Wednesday, 13 December 2017 - 15:05

Terna presenta il Piano della rete elettrica nella media valle del Piave: oltre 18 Km di linee elettriche in meno, 122 tralicci in meno, 12,8 Km di interramenti. Ma rimane il problema del nuovo elettrodotto aereo ad Andreane

Mag 30th, 2012 | By | Category: Cronaca/Politica, Prima Pagina

Si preannuncia un’assemblea rovente, quella che avrà luogo questo mercoledì pomeriggio alle ore 19 al Centro Giovanni 23mo nella quale la società Terna Rete Italia, per conto di Terna spa presenterà al pubblico il Piano di razionalizzazione e sviluppo della rete elettrica nella media valle del Piave, con il progetto di impatto ambientale degli elettrodotti. Perché se è vero che il piano, nel suo complesso, presenta una serie di vantaggi, sotto il profilo energetico e di razionalizzazione degli elettrodotti, è altrettanto vero che non risponde alla domanda dei comitati. In particolare della richiesta di interramento della nuova linea che sfiorerà l’abitato di Andreane, per la quale lo stesso Adel Motawi, responsabile dei rapporti con il territorio di Terna rete Italia, ha confermato che, al momento, è prevista una linea aerea su tralicci.

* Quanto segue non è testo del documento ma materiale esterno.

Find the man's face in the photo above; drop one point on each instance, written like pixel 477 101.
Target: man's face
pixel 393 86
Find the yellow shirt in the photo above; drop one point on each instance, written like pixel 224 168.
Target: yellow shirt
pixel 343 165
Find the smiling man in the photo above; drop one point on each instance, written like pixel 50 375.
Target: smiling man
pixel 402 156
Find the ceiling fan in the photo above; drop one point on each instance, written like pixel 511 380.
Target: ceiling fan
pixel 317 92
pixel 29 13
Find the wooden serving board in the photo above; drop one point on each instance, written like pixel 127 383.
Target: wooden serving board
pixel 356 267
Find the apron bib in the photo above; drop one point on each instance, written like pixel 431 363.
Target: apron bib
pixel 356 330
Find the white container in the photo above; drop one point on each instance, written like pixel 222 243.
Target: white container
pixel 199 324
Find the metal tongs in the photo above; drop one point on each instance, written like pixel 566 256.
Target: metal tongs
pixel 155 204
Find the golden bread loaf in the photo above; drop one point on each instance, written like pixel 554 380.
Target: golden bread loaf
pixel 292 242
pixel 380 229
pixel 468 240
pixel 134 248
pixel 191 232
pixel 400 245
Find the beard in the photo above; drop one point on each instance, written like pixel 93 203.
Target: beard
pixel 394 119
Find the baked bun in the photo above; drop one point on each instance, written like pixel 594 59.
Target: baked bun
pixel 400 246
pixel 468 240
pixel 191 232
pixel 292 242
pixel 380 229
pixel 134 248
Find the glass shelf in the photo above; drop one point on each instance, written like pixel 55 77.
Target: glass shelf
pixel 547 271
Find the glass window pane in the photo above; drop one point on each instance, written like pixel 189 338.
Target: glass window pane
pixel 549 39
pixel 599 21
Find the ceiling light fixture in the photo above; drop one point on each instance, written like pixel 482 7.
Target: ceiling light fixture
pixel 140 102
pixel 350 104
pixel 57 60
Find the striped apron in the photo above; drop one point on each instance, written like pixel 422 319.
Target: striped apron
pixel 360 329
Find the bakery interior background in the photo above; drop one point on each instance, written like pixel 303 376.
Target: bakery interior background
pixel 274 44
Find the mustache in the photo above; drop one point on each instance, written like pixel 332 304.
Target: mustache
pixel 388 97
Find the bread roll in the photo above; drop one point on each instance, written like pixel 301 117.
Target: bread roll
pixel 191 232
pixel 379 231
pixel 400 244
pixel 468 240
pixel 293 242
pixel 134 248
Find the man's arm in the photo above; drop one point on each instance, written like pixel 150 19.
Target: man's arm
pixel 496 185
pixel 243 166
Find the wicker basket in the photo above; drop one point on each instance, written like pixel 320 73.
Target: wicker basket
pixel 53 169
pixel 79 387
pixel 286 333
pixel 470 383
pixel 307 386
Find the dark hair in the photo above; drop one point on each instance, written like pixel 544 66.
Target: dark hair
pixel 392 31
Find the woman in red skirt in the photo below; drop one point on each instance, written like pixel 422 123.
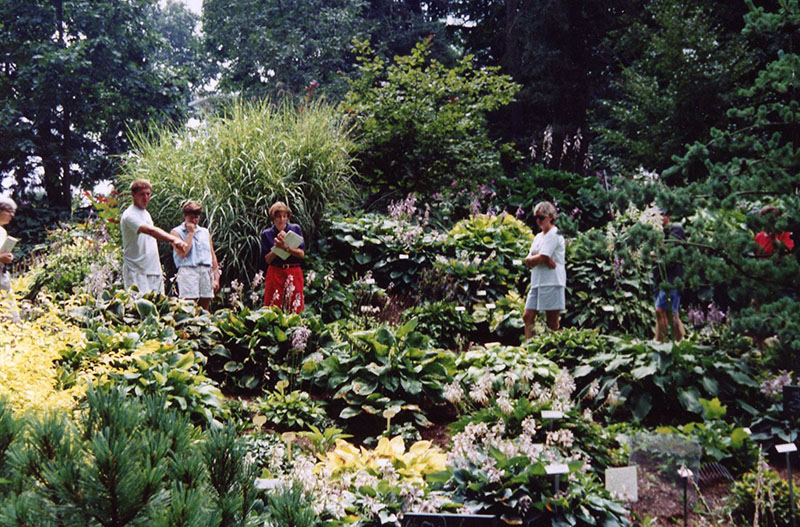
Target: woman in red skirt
pixel 283 256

Ecco in sintesi i punti principali del piano.

E’ previsto un investimento complessivo nel Veneto di 800 milioni di euro per la realizzazione di 14 stazioni elettriche, 165 nuovi elettrodotti, con 330 Km di linee da demolire, 140 Km di elettrodotti interrati e 440 Km di elettrodotti da potenziare. Con i conseguenti benefici per l’occupazione che riceverebbe una boccata d’ossigeno per i 150 nuovi cantieri con 2.500 persone impiegate. E un indotto di 320 milioni di euro di appalti per opere di cantiere, 400 milioni per contratti di fornitura materiali, 40 milioni per incarichi professionali e altri 40 milioni per stipule di servitù di elettrodotto.

Per quanto riguarda il dettaglio dell’alto Bellunese è prevista l’interconnessione delle attuali due reti, quella a 132 Kvolt che raccoglòie la produzione di energia idroelettrica lungo l’asta del Piave e quella a 220Kvolt per l’importazione di energia dal nodo austriaco di Lienz verso Soverzene-Vellai Soverzene-Fadalto e Soverzene-Scorzè.

“Questo intervento – ha detto Adel Motawi – ha lo scopo di assicurare la continuità di erogazione dell’energia, migliorare la qualità e la sicurezza del servizio, e liberare i centri urbani dagli elettrodotti esistenti”.

Nella media valle del Piave saranno eliminati 18,6 Km di linee e 122 tralicci; saranno liberati 50 ettari di terreno pari a 50 campi di calcio, e verranno realizzati 12,8 Km di interramenti dei cavi; con l’ulteriore beneficio di avere 898 edifici in meno rispetto ad oggi ad una fascia di 100 metri dagli elettrodotti.

Vi sarà, inoltre, un risparmio di 4 milioni di euro l’anno grazie all’aumentata capacità produttiva di 50 MW. L’esistente rete a 132 Kvolt, infatti, non consente alle centrali idroelettriche bellunesi di produrre a pieno regime. Con l’interconnessione prevista, si potrà produrre più energia idroelettrica abbassando la quota di energia derivante dal termoelettrico, quindi minor inquinamento. E un risparmio di 42GWh/anno per la riduzione delle perdite di rete della vecchia linea.

Il progetto prevede due macro interventi per un totale di 75 milioni di euro di cui 60 milioni per il potenziamento della reta a 220 Kv della stazione di Polpet e 15 milioni per il riassetto della rete dell’Alto bellunese.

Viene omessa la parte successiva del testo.